Self-Correction Analysis Pipeline

Automated detection of user corrections/nudges in session logs and remediation (memory store, TOOLS.md rules, and proposed AGENTS/skill changes).

Multi-language support

Correction detection uses phrases (e.g. “that was wrong”, “try again”) from the same system as memory triggers:

English phrases are built in; other languages come from .language-keywords.json.
Run openclaw hybrid-mem build-languages once (or when you add new languages). It detects top languages from your memory and translates correction signals (and other keyword groups) into those languages. After that, self-correction-extract matches user messages in any of those languages.

So for full multi-language support: run build-languages, then use the self-correction commands or nightly job as below.

Emoji as signals

User messages that contain emoji are treated as implicit feedback and feed into both pipelines:

Negative emoji (e.g. 👎 😠 😤 💩 🙁 😞 😒) — Treated as correction signals.

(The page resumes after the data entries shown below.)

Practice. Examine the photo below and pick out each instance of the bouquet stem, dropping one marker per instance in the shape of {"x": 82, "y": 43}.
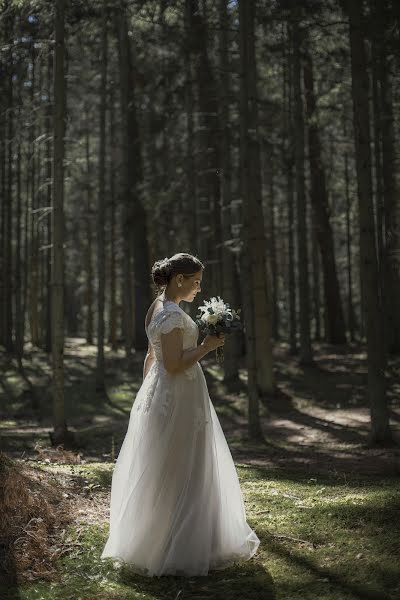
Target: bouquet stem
{"x": 219, "y": 354}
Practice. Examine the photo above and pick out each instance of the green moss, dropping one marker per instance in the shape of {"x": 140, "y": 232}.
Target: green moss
{"x": 319, "y": 540}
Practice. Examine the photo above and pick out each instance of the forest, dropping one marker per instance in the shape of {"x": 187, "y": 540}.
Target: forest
{"x": 262, "y": 136}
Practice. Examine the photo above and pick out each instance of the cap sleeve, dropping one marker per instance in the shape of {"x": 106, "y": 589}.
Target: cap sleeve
{"x": 169, "y": 321}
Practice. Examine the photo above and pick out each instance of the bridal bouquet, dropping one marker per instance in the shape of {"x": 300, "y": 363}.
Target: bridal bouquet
{"x": 215, "y": 317}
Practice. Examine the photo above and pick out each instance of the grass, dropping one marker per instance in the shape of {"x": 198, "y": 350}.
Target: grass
{"x": 320, "y": 539}
{"x": 325, "y": 507}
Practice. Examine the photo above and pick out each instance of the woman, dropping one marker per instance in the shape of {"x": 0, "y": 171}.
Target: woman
{"x": 176, "y": 504}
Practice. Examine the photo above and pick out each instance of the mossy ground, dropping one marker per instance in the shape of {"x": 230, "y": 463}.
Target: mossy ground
{"x": 325, "y": 506}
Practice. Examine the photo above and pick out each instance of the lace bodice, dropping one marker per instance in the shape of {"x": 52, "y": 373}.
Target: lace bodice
{"x": 169, "y": 317}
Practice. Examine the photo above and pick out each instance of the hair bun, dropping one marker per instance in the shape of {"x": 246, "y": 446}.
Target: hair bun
{"x": 161, "y": 271}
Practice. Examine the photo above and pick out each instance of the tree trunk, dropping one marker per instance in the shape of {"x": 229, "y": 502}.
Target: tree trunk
{"x": 89, "y": 235}
{"x": 113, "y": 209}
{"x": 373, "y": 314}
{"x": 229, "y": 271}
{"x": 301, "y": 205}
{"x": 255, "y": 292}
{"x": 134, "y": 218}
{"x": 335, "y": 333}
{"x": 101, "y": 207}
{"x": 391, "y": 266}
{"x": 8, "y": 247}
{"x": 351, "y": 317}
{"x": 60, "y": 434}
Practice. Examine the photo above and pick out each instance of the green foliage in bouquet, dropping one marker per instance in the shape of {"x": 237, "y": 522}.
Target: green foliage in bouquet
{"x": 216, "y": 317}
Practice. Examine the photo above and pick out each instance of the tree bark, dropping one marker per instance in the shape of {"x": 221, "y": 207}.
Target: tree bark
{"x": 229, "y": 270}
{"x": 301, "y": 204}
{"x": 335, "y": 333}
{"x": 376, "y": 356}
{"x": 101, "y": 205}
{"x": 255, "y": 291}
{"x": 60, "y": 434}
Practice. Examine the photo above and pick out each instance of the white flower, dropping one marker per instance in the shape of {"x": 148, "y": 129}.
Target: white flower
{"x": 211, "y": 319}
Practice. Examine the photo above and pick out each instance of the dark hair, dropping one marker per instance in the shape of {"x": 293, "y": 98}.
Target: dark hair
{"x": 163, "y": 270}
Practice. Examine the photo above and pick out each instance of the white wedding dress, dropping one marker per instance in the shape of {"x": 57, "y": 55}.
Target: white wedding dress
{"x": 176, "y": 504}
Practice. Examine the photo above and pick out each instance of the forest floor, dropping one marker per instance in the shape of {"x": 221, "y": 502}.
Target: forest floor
{"x": 325, "y": 505}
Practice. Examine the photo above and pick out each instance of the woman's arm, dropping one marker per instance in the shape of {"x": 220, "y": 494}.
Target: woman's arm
{"x": 148, "y": 361}
{"x": 176, "y": 359}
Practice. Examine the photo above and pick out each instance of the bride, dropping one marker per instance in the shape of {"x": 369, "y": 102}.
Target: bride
{"x": 176, "y": 504}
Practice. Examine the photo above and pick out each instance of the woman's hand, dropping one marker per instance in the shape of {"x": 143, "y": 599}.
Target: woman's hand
{"x": 211, "y": 342}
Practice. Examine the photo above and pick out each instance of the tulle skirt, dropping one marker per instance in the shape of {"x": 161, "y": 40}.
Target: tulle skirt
{"x": 176, "y": 503}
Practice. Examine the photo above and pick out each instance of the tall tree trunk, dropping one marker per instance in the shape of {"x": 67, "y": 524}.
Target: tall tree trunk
{"x": 89, "y": 235}
{"x": 8, "y": 254}
{"x": 257, "y": 305}
{"x": 101, "y": 206}
{"x": 60, "y": 434}
{"x": 135, "y": 218}
{"x": 335, "y": 333}
{"x": 301, "y": 205}
{"x": 391, "y": 267}
{"x": 113, "y": 210}
{"x": 351, "y": 317}
{"x": 229, "y": 271}
{"x": 49, "y": 201}
{"x": 380, "y": 433}
{"x": 33, "y": 255}
{"x": 19, "y": 316}
{"x": 208, "y": 161}
{"x": 192, "y": 203}
{"x": 288, "y": 159}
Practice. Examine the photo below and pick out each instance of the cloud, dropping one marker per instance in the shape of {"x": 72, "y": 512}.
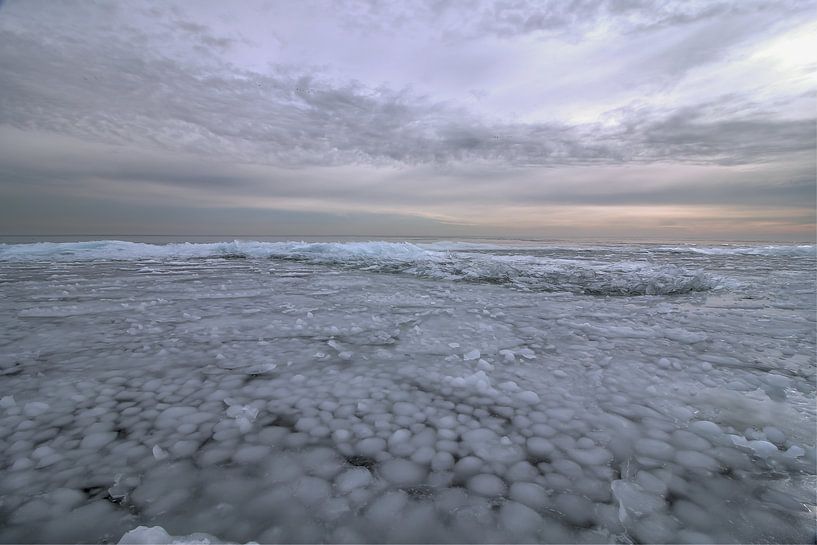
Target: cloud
{"x": 166, "y": 104}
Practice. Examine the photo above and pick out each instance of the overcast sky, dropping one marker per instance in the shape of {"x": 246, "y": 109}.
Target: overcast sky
{"x": 619, "y": 118}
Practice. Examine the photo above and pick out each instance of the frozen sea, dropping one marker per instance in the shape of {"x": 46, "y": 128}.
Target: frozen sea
{"x": 500, "y": 391}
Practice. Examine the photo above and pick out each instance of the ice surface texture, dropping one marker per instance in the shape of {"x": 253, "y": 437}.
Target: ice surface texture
{"x": 301, "y": 399}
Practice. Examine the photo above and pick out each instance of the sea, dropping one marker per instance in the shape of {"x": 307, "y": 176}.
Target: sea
{"x": 406, "y": 390}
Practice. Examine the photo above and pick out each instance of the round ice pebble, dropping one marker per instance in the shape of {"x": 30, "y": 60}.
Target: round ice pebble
{"x": 539, "y": 447}
{"x": 370, "y": 446}
{"x": 705, "y": 427}
{"x": 697, "y": 460}
{"x": 311, "y": 490}
{"x": 468, "y": 466}
{"x": 97, "y": 440}
{"x": 351, "y": 479}
{"x": 655, "y": 448}
{"x": 530, "y": 494}
{"x": 486, "y": 484}
{"x": 251, "y": 454}
{"x": 519, "y": 519}
{"x": 402, "y": 472}
{"x": 35, "y": 408}
{"x": 576, "y": 509}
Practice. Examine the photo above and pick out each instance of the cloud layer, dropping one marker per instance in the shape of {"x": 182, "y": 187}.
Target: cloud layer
{"x": 277, "y": 108}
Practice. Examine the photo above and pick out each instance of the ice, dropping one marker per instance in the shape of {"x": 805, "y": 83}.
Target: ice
{"x": 486, "y": 484}
{"x": 403, "y": 472}
{"x": 97, "y": 440}
{"x": 471, "y": 355}
{"x": 34, "y": 408}
{"x": 352, "y": 479}
{"x": 531, "y": 494}
{"x": 156, "y": 535}
{"x": 202, "y": 389}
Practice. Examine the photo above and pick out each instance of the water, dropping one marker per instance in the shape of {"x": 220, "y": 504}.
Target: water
{"x": 471, "y": 391}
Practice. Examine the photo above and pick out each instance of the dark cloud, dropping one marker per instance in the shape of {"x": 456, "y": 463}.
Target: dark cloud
{"x": 121, "y": 95}
{"x": 118, "y": 97}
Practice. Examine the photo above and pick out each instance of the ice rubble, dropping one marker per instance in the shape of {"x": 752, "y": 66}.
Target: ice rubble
{"x": 463, "y": 413}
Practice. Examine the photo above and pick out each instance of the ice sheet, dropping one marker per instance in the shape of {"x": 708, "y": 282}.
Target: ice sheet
{"x": 286, "y": 400}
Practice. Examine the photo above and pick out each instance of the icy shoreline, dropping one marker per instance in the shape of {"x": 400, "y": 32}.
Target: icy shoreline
{"x": 281, "y": 401}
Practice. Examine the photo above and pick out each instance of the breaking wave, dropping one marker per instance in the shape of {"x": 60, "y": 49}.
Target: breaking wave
{"x": 524, "y": 272}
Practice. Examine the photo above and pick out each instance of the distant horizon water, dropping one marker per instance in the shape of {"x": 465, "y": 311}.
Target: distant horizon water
{"x": 169, "y": 238}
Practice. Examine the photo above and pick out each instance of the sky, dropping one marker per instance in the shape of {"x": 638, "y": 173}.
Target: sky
{"x": 557, "y": 119}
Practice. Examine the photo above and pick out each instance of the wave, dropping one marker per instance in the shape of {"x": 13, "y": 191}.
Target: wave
{"x": 783, "y": 250}
{"x": 524, "y": 272}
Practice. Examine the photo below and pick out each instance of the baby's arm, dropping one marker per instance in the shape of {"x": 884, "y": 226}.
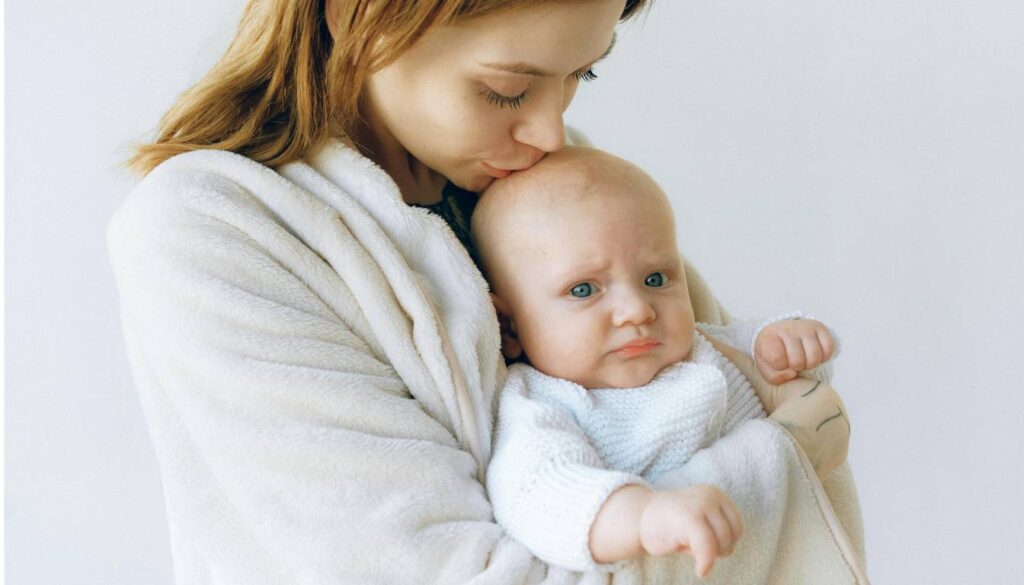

A message containing one of these (alone or with text) is picked up by self-correction-extract. If you add a follow-up message explaining what was wrong, the analyzer gets both: the emoji shows you were unhappy, and the next message shows what to fix. Useful when you react with a thumbs-down or angry face and then type “the command should use –dry-run first”.
Positive emoji (e.g. 👍 ❤️ 😊 😄 🔥 ⭐ ✨) — Treated as reinforcement (enforcer). A message containing one of these is picked up by extract-reinforcement and used to reinforce the preceding assistant turn (e.g. boost confidence on recalled facts or procedures). A lone “👍” or “❤️” after a good answer is enough to signal “I liked that” and strengthen the associated behavior in memory.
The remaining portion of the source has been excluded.